Un giorno da non dimenticare

Sembrava un giorno come tanti quella mattina del 16 marzo del 1978 chi si preparava per andare al lavoro, chi accompagnava i figli a scuola; quel giorno cambiò in modo radicale non solo la storia della democrazia cristiana ma anche quella del nostro Paese, fu rapito il Presidente della democrazia cristiana Aldo Moro.
Chi visse il giorno del rapimento di Aldo Moro e dell’assassinio dei cinque componenti della scorta, i carabinieri Oreste Leonardi e Domenico Ricci e gli agenti di Polizia Francesco Zizzi, Giulio Rivera e Raffaele Iozzino, non lo ha certamente dimenticato. Fu un giorno che sconvolse l’Italia, aldilà delle differenze politiche l’azione di stampo militare delle Brigate rosse ci fece comprendere la fragilità della nostra democrazia un “buco nero” della nostra contemporaneità, la conclusione tragica di un decennio di violenze, attentati, morti.

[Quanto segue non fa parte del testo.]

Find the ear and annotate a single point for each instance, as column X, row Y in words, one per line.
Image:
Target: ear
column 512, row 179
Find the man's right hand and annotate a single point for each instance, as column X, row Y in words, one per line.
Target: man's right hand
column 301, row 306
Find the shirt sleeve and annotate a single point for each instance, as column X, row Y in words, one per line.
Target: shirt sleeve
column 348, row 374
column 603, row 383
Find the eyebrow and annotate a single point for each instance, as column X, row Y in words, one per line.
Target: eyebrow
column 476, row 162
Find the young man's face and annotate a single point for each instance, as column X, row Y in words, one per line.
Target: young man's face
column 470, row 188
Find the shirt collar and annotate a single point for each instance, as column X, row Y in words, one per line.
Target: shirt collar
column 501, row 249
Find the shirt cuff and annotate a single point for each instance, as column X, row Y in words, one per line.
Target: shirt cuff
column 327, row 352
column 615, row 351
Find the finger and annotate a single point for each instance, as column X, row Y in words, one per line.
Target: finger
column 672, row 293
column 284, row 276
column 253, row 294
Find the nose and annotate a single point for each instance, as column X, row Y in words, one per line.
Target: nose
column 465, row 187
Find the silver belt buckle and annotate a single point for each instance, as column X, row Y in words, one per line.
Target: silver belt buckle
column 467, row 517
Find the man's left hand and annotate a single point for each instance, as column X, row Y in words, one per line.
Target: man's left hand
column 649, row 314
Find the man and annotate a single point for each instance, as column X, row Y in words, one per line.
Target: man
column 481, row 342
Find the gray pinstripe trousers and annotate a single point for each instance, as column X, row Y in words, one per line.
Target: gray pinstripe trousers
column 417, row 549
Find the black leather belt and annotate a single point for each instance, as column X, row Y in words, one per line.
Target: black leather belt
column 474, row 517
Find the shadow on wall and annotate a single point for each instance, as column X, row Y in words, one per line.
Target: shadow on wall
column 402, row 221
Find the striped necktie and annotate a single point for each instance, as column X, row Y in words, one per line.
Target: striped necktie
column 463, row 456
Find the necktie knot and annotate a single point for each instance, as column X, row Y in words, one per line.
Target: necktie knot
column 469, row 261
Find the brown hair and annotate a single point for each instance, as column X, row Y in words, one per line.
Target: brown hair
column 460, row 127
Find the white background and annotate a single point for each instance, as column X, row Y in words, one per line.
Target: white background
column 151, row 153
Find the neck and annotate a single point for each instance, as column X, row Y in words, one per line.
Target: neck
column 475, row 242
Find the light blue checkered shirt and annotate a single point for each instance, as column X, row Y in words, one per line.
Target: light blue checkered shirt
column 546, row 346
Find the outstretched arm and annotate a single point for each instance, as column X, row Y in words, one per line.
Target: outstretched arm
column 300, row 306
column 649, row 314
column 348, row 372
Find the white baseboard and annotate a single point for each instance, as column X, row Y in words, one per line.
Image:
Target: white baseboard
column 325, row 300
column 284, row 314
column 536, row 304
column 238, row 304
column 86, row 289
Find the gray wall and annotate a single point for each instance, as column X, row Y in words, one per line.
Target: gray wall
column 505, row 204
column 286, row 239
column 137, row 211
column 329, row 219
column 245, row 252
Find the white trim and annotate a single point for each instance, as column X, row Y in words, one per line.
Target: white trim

Ma chi era Moro? Dal 1959, anno in cui divenne segretario della Democrazia cristiana, al 1978 Moro fu uno dei più importanti uomini politici italiani. Presidente del Consiglio e ministro degli Esteri, rappresentò il Paese nel mondo; ma soprattutto fu colui che maggiormente contribuì a dare forma all’avvicinamento politico tra Dc e Pci.
Ancora oggi dopo più di quarant’anni resta una ferita aperta che mantiene ancora molti punti oscuri; una vicenda non ancora chiarita nei suoi punti salienti.
False piste, depistaggi portarono dopo 55 giorni di prigionia alla morte del Presidente. L’uccisione dello statista segnò la fine del cosiddetto “compromesso storico”, l’avvicinamento tra Dc e Pci, di cui Moro era stato uno dei grandi fautori.